Any optimistic outlook for Cobb depends on health. One positive is that his 2019 injuries had nothing to do with his elbow. Another is that while Cobb was not effective at all in his limited innings last season, it almost certainly was because of his hip and knee. The last time Cobb looked completely healthy was in that second half in 2018 when he had his confounding split-change working.
In a sense, a bounce-back for Cobb would simply involve staying healthy. There’s little doubt that the O’s would be thrilled to move him and what’s left of the two years and $29 million on his contract. They may be able to do that if he’s mediocre, but they won’t have a chance if he can’t stay on the field. Besides John Means, a rookie, or another pitcher making a John Means-like ascension, Cobb is one of the few remaining hopes on the O’s roster for competent starting pitching. It would be nice to see him at least clear that hurdle.
Any discussion of Givens involves a few things. The first is that he’s still much better against right-handed batters:
Givens career vs. RHB: .251 wOBA (212.2 IP)
Givens career vs. LHB: .322 wOBA (110.1 IP)
That’s pretty much stayed the same during the last three years (.261 wOBA vs.
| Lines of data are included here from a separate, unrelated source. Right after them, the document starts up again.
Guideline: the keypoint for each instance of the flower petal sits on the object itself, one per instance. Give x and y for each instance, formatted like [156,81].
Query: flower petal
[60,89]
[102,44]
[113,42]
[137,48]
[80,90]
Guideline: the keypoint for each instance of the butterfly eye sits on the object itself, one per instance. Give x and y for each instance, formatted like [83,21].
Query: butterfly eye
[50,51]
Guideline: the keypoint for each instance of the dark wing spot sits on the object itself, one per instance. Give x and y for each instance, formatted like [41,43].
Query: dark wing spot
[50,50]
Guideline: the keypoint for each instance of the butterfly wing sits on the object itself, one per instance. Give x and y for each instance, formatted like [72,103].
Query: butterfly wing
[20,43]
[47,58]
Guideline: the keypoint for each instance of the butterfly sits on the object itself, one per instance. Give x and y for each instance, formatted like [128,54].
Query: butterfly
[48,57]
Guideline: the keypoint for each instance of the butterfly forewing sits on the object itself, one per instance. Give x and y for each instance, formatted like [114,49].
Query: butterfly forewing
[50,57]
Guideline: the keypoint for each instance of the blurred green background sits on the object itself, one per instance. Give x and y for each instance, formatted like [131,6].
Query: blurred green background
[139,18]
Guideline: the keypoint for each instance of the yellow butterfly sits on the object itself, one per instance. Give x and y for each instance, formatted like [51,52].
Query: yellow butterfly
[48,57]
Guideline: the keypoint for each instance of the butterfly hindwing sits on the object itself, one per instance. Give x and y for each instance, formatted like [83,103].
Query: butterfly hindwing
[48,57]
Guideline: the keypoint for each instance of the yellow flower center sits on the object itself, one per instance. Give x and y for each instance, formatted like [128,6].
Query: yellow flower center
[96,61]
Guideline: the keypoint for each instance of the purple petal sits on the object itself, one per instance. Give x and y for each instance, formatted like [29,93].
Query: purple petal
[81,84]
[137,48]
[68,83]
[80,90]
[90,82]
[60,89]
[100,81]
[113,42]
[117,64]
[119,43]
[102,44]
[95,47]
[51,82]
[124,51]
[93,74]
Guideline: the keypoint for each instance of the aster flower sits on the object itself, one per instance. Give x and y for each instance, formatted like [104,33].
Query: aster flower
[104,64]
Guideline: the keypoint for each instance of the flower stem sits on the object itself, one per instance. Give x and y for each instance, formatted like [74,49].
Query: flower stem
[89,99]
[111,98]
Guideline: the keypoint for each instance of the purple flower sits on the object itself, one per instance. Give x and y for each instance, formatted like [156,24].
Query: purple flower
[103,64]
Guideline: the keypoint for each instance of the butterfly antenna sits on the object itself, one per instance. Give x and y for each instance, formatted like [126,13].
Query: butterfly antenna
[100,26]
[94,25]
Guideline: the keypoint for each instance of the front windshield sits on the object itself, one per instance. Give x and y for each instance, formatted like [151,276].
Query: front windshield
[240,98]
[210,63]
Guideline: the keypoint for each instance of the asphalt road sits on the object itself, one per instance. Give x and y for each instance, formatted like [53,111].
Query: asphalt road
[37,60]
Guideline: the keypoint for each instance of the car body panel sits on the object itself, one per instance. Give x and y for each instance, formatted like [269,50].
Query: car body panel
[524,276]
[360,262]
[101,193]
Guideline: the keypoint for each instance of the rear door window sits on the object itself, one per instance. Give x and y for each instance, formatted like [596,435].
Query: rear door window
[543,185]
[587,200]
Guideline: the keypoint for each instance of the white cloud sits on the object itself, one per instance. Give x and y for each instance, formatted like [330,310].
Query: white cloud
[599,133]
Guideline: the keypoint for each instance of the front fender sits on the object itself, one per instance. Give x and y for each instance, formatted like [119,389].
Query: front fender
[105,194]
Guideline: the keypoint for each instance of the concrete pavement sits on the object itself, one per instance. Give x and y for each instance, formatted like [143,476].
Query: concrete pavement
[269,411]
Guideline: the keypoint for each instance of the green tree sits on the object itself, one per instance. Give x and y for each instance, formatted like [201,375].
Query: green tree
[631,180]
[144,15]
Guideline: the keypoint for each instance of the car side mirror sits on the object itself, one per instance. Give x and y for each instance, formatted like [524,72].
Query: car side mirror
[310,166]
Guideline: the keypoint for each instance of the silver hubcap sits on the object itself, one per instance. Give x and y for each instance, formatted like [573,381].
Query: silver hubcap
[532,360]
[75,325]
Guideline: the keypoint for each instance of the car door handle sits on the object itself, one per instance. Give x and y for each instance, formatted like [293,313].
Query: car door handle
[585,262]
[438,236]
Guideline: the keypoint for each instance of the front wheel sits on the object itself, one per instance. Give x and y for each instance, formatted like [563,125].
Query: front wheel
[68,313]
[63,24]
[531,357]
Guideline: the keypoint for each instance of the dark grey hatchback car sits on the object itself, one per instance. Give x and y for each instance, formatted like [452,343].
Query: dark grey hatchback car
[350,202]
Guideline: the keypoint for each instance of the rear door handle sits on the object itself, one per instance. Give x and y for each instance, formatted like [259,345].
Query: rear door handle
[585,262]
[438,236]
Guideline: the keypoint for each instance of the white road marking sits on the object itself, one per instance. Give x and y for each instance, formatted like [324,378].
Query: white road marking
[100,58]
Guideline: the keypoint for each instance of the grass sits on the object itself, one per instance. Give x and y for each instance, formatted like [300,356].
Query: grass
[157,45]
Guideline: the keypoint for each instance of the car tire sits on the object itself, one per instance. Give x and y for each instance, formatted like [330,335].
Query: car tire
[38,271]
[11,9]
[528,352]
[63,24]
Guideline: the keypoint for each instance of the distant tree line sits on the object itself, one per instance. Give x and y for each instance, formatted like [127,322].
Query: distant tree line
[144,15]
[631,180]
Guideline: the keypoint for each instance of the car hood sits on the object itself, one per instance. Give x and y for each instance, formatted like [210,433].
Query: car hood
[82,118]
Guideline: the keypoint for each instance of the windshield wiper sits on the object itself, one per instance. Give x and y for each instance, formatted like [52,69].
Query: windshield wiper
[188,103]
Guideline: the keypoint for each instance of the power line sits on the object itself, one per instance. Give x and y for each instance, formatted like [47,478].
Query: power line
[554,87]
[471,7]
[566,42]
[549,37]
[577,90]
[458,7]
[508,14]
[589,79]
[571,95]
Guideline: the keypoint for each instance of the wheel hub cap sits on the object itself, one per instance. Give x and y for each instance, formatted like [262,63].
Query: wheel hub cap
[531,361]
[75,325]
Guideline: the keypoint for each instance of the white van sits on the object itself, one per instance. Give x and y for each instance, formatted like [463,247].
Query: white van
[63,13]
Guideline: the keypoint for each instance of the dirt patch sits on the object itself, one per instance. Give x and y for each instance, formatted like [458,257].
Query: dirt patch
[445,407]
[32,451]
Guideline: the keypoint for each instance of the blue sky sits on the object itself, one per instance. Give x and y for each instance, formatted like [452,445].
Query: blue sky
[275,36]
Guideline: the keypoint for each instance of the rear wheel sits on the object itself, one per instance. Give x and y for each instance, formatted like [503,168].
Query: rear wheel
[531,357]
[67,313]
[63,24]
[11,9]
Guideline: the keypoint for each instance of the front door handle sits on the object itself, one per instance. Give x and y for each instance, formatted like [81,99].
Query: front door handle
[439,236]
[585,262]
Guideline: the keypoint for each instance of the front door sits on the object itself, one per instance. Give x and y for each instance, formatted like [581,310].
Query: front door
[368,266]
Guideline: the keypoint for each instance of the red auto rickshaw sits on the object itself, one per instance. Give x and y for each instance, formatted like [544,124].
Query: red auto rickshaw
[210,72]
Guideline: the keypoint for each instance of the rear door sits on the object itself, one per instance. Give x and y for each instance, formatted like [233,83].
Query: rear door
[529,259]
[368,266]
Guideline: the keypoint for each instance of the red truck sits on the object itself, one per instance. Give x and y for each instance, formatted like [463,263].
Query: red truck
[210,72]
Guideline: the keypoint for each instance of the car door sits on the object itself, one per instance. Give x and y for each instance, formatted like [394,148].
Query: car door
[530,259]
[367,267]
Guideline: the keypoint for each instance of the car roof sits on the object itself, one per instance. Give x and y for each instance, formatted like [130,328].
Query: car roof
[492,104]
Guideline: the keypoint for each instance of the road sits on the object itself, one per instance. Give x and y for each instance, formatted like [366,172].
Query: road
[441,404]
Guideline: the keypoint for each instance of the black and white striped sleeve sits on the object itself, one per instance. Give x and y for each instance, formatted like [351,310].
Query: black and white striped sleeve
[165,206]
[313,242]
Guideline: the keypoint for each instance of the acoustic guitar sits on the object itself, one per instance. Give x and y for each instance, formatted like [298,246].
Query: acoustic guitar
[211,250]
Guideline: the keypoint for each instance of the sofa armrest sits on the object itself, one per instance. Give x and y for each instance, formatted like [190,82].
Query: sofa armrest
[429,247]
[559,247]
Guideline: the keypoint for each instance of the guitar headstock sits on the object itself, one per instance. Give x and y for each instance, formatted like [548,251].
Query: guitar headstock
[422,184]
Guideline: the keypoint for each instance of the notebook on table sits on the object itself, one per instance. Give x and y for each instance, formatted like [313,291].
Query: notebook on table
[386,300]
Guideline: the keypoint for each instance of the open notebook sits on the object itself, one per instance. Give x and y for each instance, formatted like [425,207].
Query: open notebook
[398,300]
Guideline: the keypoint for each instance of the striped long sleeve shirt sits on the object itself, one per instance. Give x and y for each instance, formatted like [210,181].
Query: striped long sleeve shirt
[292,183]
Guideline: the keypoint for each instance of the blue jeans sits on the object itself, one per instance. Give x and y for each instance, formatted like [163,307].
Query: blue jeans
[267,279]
RHB; .312 wOBA vs. LHB).
Next, it’s that he isn’t as good in late-game and/or high-leverage situations. By ERA, the ninth inning has been Givens’s worst (4.54) followed by the 8th inning (3.51). His next closest is the 6th inning, at 3.19.
His issues with high leverage mirror those struggles:
High: .795 OPS (453 PA)
Medium: .581 OPS (310 PA)
Low: .557 OPS (559 PA)
Givens has posted a 4.40 ERA and allowed a .683 OPS in save situations, and he’s posted a 2.85 ERA and allowed a .620 OPS in non-save situations.
Another constant theme for Givens is that he’s a trade chip. Barring an unanticipated switch to being a dominant closer, he’s almost certainly not being used to the best of his abilities. He’s best when he’s able to come into the game in the sixth or seventh inning, preferably against a handful of right-handed batters. He’s also better in brief bursts and when he doesn’t appear in multiple innings or throw more 25 pitches (.641 OPS vs. .663).
Other teams likely envision that type of role for Givens, but the O’s may also be able to use him more optimally in 2020. A full season of a healthy Hunter Harvey would help, along with Bleier returning to form and a couple other relievers performing better. Givens is a good pitcher but not a closer, and that’s OK.